The listening sessions are still occurring, but they have evolved into nurse-led staffing summits to educate and involve front-line clinicians. They are a collaborative effort between human resources, nursing and finance.
Dr. Simpson said clinicians receive education about the parameters of the staffing budget, such as how the organization budgets full-time equivalents for a variable nursing unit. They also receive education about a tool they can use to plan different staffing scenarios.
"Finance does the education, we have a consistent slide deck, and then nursing does the education on the tool," she said.
She said leaders facilitate the tool, but clinicians "can say, 'I'd rather have a nurse on nights or a [certified nursing assistant] here.' And, of course, it's a spreadsheet on a big screen so that they can see what their actions create and then make decisions accordingly."
There are parameters, such as ensuring a certain number of clinicians are on the job at all times, particularly in inpatient units. But the workers talk through a staffing plan and sign it to show they were part of the planning, and a human resources representative at the summit puts the staffing plan in front of workers indicating their work on it has been implemented.
Between CommonSpirit's 20 hospitals in Colorado, Kansas and Utah, summits occur each week.
"We're doing them intermittently [among facilities]," Dr. Simpson said. "A unit may want to change the skill mix within the staffing plan, or if there's a sustained volume change in two or three months to a greater or lesser volume than what we budgeted and planned for, or if there's a new service.

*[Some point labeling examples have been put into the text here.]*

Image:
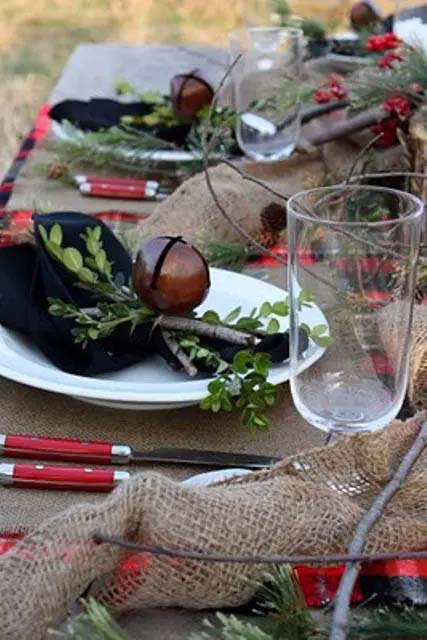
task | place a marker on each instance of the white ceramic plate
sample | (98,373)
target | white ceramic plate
(150,384)
(209,477)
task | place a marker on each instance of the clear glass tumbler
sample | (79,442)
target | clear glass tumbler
(268,123)
(410,21)
(354,249)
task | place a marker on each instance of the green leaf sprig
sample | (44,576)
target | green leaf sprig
(241,383)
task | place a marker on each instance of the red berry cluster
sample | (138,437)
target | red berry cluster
(388,130)
(385,62)
(333,91)
(397,105)
(383,42)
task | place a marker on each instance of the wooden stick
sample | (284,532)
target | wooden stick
(321,559)
(360,155)
(368,520)
(206,146)
(179,354)
(201,328)
(192,325)
(346,127)
(257,181)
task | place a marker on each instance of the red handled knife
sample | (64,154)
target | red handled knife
(99,452)
(43,476)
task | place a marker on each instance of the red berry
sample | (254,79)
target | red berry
(321,95)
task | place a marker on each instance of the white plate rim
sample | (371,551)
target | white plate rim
(181,392)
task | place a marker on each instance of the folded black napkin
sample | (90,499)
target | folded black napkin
(29,276)
(102,113)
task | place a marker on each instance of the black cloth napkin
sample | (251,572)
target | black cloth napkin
(103,113)
(29,276)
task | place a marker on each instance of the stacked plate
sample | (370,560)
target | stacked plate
(150,384)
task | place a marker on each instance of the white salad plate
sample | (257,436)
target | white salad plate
(151,384)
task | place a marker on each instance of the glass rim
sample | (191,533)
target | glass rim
(417,202)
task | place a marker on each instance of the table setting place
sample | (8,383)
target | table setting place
(213,338)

"The manager and the leader can say, 'We want to review again.' Now we may do those reviews by Zoom with the distance, but those have been successful by Zoom, especially if they've already been through the education [component]."
Overall, she estimated there are 89 staffing summits each week for 20 facilities. And while it's difficult to pinpoint the effects the summits have had on turnover and retention, surveys at the end of summits indicate positive feedback, Dr. Simpson said.
"I don't foresee us doing anything different," she said. "We always revise, of course, our structures and processes. But it has been very successful. Healthcare is very dynamic. Nursing units are very dynamic in terms of population served, in terms of census, in terms of workload. So we really envision this to be our process where we involve our front-line staff. We absolutely will not make a change to our staffing plan unless we have front-line direct care clinicians as part of the process."